Binlerce kilometre ötedeki insanları düşünebilmek ve onlar için harekete geçebilmenin adil ve vicdanlı bir yaklaşım gerektirdiğinin altını çizen Sobacı, “Bu yaklaşım, Cumhurbaşkanımız Sayın Recep Tayyip Erdoğan’ın, insanlığa bir şifa reçetesi olarak sunduğu ‘daha adil bir dünya’ tasavvuru ile mümkündür. Yok sayılan, görmezden gelinen ya da sınıflandırılan milyarlarca insan için sergilenen bu güçlü irade dışında, ortaya konulan ne başka bir çözüm ne de bir girişim söz konusudur. Nitekim Türkiye gücünü, imkanlarını, teknolojisini ve iradesini her daim mazlumdan, haklıdan ve barıştan yana kullanmıştır.” diye konuştu.

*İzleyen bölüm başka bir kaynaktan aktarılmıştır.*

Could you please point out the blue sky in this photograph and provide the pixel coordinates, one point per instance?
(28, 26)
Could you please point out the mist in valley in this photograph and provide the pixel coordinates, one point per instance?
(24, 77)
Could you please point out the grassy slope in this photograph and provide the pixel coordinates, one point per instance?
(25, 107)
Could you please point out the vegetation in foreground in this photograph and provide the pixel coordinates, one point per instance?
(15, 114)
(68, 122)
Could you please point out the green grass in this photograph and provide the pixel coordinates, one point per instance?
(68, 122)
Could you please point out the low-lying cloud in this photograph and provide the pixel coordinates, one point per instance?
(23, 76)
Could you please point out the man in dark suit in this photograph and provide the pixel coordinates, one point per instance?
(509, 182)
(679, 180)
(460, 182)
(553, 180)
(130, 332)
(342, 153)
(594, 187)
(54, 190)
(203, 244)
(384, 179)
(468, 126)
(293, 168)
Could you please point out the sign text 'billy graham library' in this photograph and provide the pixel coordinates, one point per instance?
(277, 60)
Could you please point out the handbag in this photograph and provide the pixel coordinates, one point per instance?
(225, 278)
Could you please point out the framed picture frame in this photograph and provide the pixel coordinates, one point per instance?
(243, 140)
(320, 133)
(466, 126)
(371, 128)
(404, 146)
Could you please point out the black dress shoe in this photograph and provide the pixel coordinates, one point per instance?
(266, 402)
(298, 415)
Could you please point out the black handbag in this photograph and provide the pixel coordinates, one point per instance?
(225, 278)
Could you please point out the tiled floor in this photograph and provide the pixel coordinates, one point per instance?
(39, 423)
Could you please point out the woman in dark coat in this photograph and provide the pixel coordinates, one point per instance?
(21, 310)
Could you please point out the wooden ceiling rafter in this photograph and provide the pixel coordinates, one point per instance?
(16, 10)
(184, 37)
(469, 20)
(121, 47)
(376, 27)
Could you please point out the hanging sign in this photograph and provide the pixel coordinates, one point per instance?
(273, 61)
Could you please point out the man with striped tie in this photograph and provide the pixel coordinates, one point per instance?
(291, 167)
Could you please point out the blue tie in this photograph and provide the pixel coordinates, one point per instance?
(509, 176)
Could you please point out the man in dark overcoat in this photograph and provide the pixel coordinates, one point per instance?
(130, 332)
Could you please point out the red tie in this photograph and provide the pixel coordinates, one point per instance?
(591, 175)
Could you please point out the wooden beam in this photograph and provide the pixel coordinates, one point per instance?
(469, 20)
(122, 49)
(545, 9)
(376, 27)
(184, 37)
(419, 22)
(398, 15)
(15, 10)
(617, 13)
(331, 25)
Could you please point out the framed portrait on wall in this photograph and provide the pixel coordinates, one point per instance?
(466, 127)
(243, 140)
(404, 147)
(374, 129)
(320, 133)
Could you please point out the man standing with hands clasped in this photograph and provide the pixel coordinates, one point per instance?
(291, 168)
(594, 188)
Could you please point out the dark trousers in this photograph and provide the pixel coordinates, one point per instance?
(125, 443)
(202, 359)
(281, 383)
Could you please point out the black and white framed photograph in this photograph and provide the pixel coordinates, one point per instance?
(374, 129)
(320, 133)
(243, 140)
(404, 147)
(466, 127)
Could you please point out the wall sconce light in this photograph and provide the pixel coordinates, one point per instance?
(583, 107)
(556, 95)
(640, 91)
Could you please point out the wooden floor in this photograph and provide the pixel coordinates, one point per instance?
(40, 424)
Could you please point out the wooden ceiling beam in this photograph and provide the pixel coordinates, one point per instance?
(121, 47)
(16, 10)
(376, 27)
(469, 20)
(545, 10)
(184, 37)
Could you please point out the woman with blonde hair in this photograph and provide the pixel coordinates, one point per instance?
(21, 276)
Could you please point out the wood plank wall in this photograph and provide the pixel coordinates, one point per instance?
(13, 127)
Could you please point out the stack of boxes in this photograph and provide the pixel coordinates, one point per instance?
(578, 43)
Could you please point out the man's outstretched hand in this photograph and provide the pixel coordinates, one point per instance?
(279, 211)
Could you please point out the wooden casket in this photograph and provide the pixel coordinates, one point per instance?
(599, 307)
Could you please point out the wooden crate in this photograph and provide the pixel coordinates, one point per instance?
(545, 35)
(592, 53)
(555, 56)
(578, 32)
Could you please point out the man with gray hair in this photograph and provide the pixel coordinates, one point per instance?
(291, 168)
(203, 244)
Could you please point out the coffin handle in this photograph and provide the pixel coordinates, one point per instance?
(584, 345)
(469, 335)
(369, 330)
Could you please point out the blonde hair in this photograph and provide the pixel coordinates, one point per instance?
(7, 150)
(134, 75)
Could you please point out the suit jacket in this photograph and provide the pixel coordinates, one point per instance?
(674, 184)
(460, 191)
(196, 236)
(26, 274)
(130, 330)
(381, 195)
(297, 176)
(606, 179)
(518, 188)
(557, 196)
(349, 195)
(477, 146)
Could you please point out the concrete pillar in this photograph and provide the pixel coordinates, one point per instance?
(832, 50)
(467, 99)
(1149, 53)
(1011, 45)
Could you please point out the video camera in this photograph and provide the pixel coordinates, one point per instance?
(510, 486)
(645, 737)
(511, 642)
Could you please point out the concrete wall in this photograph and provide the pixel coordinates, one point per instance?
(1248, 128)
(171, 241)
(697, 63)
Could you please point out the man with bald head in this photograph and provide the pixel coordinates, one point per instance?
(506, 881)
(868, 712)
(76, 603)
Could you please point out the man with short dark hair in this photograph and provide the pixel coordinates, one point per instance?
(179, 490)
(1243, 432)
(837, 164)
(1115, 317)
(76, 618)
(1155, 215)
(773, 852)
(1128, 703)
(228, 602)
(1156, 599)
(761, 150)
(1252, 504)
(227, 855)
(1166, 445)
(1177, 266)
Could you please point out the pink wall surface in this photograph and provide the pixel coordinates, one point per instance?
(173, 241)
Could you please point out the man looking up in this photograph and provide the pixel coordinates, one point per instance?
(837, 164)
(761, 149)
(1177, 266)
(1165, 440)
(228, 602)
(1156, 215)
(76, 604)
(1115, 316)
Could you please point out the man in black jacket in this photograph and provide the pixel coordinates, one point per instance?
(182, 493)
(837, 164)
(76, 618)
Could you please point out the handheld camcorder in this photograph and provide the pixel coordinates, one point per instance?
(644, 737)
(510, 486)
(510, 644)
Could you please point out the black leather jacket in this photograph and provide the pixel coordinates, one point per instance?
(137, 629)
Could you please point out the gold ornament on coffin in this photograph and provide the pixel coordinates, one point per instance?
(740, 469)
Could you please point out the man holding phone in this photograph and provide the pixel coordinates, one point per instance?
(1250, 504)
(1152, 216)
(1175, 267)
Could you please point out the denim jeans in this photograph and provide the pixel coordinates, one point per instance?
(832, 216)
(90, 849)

Sobacı, son 20 yıldır her alanda gerçekleştirilen büyük atılımlarla Türkiye’nin bugün kendi otomobilini, tankını, İHA’sını, SİHA’sını, SİHA gemisini, helikopterini, savaş uçağını üreten, sismik araştırmalar yapan, uzaya astronot gönderen bir ülke olarak bölgesinde lider ve dünyada söz sahibi bir konuma geldiğini belirtti.